Local media in Kazakhstan reported on Sunday that at least 164 people have died in the wake of violent protests this week.

Previously, officials had said 26 protesters and 16 security officers had been killed in the unrest that erupted over fuel hikes and escalated into clashes with law enforcement.

The Interior Ministry said more than 4,400 people have been arrested. The protests spread to the country’s largest city, Almaty, where demonstrators seized and burned government buildings.

The former head of Kazakhstan’s counterintelligence and anti-terror agency has been arrested on charges of attempted government overthrow.

The arrest of Karim Masimov was announced by the National Security Committee, which Masimov headed until he was removed this week by President Kassym-Jomart Tokayev.

A number of "strategic facilities" in Kazakhstan are under the guard of a Russia-led military alliance invited to restore order, the presidential office said.

At Tokayev's invitation, the Russia-led Collective Security Treaty Organisation (CSTO) sent troops to restore order, an intervention that comes at a time of high tension in Russia-US relations ahead of new talks on the Ukraine crisis.

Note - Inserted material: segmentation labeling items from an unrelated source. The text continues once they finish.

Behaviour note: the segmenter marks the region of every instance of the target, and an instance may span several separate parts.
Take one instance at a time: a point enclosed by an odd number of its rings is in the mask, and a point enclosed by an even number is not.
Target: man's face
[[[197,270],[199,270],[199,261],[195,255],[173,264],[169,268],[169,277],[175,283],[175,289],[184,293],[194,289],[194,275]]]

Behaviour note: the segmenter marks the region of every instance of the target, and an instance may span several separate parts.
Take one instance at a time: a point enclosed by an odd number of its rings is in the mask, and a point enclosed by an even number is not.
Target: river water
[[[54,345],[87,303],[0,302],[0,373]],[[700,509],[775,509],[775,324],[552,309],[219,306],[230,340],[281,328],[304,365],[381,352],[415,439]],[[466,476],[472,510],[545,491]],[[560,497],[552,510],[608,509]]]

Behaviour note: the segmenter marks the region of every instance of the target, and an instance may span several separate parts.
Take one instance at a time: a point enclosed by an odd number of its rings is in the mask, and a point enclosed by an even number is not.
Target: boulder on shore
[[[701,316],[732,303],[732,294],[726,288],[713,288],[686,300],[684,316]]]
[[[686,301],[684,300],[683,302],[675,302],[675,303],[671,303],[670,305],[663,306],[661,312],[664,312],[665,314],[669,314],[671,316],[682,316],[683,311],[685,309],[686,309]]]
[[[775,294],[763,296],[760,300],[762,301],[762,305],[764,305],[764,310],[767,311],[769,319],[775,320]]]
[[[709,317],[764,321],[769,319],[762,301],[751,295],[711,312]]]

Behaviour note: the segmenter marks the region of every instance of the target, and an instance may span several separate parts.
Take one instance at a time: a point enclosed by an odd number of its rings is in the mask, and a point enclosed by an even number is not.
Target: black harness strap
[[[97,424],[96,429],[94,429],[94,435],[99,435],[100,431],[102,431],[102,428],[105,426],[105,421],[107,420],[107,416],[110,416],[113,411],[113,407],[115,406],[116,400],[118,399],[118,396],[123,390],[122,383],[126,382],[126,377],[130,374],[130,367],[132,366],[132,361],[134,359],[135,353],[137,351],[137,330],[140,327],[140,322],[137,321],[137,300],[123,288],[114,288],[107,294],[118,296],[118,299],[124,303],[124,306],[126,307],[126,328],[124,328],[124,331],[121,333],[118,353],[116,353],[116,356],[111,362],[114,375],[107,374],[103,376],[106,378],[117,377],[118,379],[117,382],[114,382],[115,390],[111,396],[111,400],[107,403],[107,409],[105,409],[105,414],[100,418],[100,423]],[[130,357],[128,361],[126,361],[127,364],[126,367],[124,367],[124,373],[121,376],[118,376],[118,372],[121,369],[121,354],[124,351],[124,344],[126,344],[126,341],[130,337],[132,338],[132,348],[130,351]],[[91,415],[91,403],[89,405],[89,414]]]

"A number of strategic facilities have been transferred under the protection of the united peacekeeping contingent of the CSTO member states," the presidential office said in a statement detailing a security briefing chaired by Tokayev.

"The situation has been stabilised in all regions of the country," it said, adding law enforcement agencies had seized back control of administrative buildings and vital services were being restored.

The demonstrations in Kazakhstan began as a response to Tokayev replacing the president of the resource-rich former Soviet republic, Nursultan Nazarbayev.

The protests in the Central Asian nation were the most widespread since Kazakhstan’s independence from the Soviet Union in 1991.